Niedowierzanie w Monachium. Bayern na deskach

PAP/EPA / Ronald Wittek / Na zdjęciu: Karim Adeyemi był jednym z bohaterów meczu Bayern - Borussia
PAP/EPA / Ronald Wittek / Na zdjęciu: Karim Adeyemi był jednym z bohaterów meczu Bayern - Borussia

Bayern Monachium przegrał z Borussią Dortmund 0:2 w hitowym meczu 27. kolejki Bundesligi i wynik jest całkowicie zasłużony. Bayern traci już 13 punktów do prowadzącego Bayeru Leverkusen.

Już chyba mało kto wierzy w Monachium, że Bayern sięgnie w tym sezonie po kolejny tytuł mistrzowski. Sobotnia przegrana z Borussią Dortmund na pewno nie poprawi nastrojów wokół drużyny prowadzonej (jeszcze) przez Thomasa Tuchela.
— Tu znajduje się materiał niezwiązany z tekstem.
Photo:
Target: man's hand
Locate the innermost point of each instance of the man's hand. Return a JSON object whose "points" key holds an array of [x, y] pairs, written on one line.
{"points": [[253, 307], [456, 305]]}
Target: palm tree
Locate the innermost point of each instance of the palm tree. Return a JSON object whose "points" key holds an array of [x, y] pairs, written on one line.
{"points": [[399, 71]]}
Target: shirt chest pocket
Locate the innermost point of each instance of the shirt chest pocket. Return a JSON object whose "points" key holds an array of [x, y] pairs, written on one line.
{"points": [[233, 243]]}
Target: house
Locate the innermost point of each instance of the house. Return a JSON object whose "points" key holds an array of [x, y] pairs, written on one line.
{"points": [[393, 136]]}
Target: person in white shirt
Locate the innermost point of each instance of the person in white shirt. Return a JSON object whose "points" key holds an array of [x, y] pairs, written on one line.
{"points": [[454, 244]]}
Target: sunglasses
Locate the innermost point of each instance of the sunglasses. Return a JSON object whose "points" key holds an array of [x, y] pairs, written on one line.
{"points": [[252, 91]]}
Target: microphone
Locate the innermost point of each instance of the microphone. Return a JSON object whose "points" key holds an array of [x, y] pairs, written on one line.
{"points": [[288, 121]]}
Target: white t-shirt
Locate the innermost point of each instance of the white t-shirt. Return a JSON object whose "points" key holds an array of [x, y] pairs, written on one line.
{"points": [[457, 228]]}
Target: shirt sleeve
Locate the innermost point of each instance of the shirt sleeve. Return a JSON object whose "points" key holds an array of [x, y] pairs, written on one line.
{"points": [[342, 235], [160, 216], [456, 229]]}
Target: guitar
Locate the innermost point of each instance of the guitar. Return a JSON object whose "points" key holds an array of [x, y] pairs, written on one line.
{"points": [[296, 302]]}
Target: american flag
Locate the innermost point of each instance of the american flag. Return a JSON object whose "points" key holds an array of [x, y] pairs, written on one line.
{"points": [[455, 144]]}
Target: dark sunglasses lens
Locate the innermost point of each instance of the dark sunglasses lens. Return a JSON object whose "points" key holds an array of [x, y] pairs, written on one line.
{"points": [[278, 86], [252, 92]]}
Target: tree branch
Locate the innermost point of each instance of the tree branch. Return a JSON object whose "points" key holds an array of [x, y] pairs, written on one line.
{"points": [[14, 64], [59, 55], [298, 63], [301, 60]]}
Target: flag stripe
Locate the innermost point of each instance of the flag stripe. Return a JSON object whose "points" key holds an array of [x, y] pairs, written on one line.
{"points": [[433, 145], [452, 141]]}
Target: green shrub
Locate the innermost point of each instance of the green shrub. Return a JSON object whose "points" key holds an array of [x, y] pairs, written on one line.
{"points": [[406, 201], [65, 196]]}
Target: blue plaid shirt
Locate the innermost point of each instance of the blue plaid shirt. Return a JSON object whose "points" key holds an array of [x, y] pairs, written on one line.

W starciu z BVB Bayern był strasznie niemrawy, atakował bez werwy. Goście szybko wyszli na prowadzenie, a później próby odrabiania strat przez Bawarczyków przypominały bicie głową w mur. Bo przecież stojący w bramce Borussii Alexander Meyer wcale nie był bohaterem swojego zespołu. Miał stosunkowo niewiele pracy.

O wszystkim zdecydowały  dwie akcje. Pierwsza w 10. minucie, gdy Borussia wyprowadziła świetny kontratak. Julian Brandt przytomnie zagrał do Karima Adeyemiego, a ten strzałem z ostrego kąta pokonał Svena Ulreicha, który znalazł się w bramce wobec kontuzji Manuela Neuera. I cóż, ewidentnie nie pomógł w tej sytuacji swojemu zespołowi. Druga w końcówce, kiedy bierni gospodarze zostali rozklepani przez dortmundczyków i po asyście Sebastiena Hallera do siatki trafił Julian Ryerson. Wtedy kibice Bayernu zaczęli wychodzić ze stadionu.

ZOBACZ WIDEO: Ależ słowa o Polaku. "Grał artystycznie. To piłkarz z innej gliny"

Bo co z tego, że Bayern miał optyczną przewagę, wypracował więcej sytuacji, skoro był nieskuteczny. Choć z drugiej strony nie mówimy tu o stuprocentowych szansach. Najlepszą miał Harry Kane po dośrodkowaniu Joshuy Kimmicha, ale Anglik fatalnie spudłował z kilku metrów. Gospodarze chętnie atakowali skrzydłami i wszystko wyglądało dobrze do momentu oddania strzału.

Głównie dlatego, że nieprawdopodobny mecz rozegrał Mats Hummels. On był po prostu skałą nie do przejścia i w pojedynkę skasował kilka dobrze zapowiadających się akcji Bayernu.

Była jeszcze doskonała sytuacja Felixa Nmechy, ale tym razem błysnął Ulreich. Zrehabilitował się za pierwszego straconego gola, choć akurat marne to pocieszenie z jego perspektywy.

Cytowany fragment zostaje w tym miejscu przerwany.